The practical next steps are to secure your medical documentation, respect notification and limitation deadlines, and get a tailored legal and medico-legal assessment of your case. From there, you follow the appropriate procedural path: insurance claim, INAIL procedure, or ATP/mediation, and only if needed a court action.
- Gather and organize documents:
- Medical records, hospital charts, test results, and discharge summaries.
- Photos, witness contacts, police reports, and accident forms.
- Proof of expenses and lost income.
- Check time limits:
- Note the date of the accident or medical event and compare with the relevant limitation period (2, 5, or 10 years).
- If you are close to a deadline, speak to a lawyer urgently to interrupt prescription (for example, with a formal notice of claim).
- Consult a lawyer experienced in personal injury or medical malpractice:
- Ask specifically about experience with Gelli-Bianco cases and ATP proceedings in your region.
- Discuss strategy: negotiation vs ATP vs immediate court action (where permitted).
- Obtain a medico-legal opinion (especially in healthcare and serious injury cases):
- Have your injuries and records reviewed to estimate disability percentages and chances of success.

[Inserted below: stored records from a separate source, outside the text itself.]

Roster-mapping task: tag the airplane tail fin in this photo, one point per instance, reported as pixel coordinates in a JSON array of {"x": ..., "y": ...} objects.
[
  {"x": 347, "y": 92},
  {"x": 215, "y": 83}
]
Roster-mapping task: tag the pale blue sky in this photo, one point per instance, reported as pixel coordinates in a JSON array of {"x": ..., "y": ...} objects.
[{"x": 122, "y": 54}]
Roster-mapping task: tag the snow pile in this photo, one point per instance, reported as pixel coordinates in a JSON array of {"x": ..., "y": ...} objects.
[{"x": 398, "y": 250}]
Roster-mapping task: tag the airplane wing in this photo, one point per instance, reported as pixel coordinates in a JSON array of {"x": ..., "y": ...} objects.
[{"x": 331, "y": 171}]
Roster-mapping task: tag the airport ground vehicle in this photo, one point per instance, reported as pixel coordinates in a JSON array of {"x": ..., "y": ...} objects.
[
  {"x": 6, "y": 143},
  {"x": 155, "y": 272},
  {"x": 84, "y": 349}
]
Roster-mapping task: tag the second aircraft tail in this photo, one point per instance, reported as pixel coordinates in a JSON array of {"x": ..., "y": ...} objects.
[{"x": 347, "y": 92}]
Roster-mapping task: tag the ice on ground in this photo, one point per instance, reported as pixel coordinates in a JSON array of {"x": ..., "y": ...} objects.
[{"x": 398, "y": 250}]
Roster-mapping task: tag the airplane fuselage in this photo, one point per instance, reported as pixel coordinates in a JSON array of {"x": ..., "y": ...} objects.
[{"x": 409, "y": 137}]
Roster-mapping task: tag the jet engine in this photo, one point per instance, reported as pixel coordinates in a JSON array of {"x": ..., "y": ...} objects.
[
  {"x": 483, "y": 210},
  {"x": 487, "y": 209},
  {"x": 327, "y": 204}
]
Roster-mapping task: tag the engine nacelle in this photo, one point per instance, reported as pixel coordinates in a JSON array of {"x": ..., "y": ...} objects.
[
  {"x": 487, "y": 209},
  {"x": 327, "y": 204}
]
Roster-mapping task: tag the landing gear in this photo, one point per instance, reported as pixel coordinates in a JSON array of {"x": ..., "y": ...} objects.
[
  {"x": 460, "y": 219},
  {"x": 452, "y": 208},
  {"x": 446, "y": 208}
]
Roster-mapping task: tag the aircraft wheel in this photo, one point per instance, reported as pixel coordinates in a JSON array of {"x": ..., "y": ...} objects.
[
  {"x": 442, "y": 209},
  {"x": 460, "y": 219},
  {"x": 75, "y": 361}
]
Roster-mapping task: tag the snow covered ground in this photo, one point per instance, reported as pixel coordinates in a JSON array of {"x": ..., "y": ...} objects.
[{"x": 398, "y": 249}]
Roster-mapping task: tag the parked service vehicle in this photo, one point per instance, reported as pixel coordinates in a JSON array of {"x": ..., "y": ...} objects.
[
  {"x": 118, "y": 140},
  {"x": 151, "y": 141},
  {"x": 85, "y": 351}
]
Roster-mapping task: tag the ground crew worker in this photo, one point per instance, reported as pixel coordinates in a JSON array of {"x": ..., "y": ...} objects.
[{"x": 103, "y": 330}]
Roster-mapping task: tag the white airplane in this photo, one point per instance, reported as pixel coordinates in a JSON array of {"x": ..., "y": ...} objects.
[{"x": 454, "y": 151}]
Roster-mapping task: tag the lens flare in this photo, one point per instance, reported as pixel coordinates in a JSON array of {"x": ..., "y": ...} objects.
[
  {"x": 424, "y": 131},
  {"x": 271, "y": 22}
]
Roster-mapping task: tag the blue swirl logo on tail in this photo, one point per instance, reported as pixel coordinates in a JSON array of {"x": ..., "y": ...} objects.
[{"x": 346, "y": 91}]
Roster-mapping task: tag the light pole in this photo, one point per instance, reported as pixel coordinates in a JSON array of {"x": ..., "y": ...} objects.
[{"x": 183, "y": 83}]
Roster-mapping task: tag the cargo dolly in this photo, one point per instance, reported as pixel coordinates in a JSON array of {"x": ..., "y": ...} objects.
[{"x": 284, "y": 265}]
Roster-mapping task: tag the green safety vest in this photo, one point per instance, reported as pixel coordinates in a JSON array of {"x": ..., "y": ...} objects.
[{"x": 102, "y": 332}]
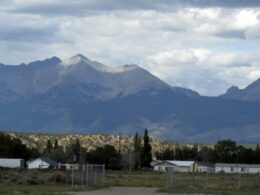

- Use that opinion to decide whether a claim is worthwhile.
- Start the correct procedure:
- For road accidents: send a formal claim to the insurer.
- For workplace injuries: ensure INAIL procedures are followed and evaluate additional civil claims.
- For medical malpractice: file an ATP request or mandatory mediation before considering a full lawsuit.
- Negotiate and, if necessary, litigate:
- Evaluate any settlement offers with your lawyer and medico-legal expert.
- If offers are unfair, proceed to court using the evidence and expert reports already collected.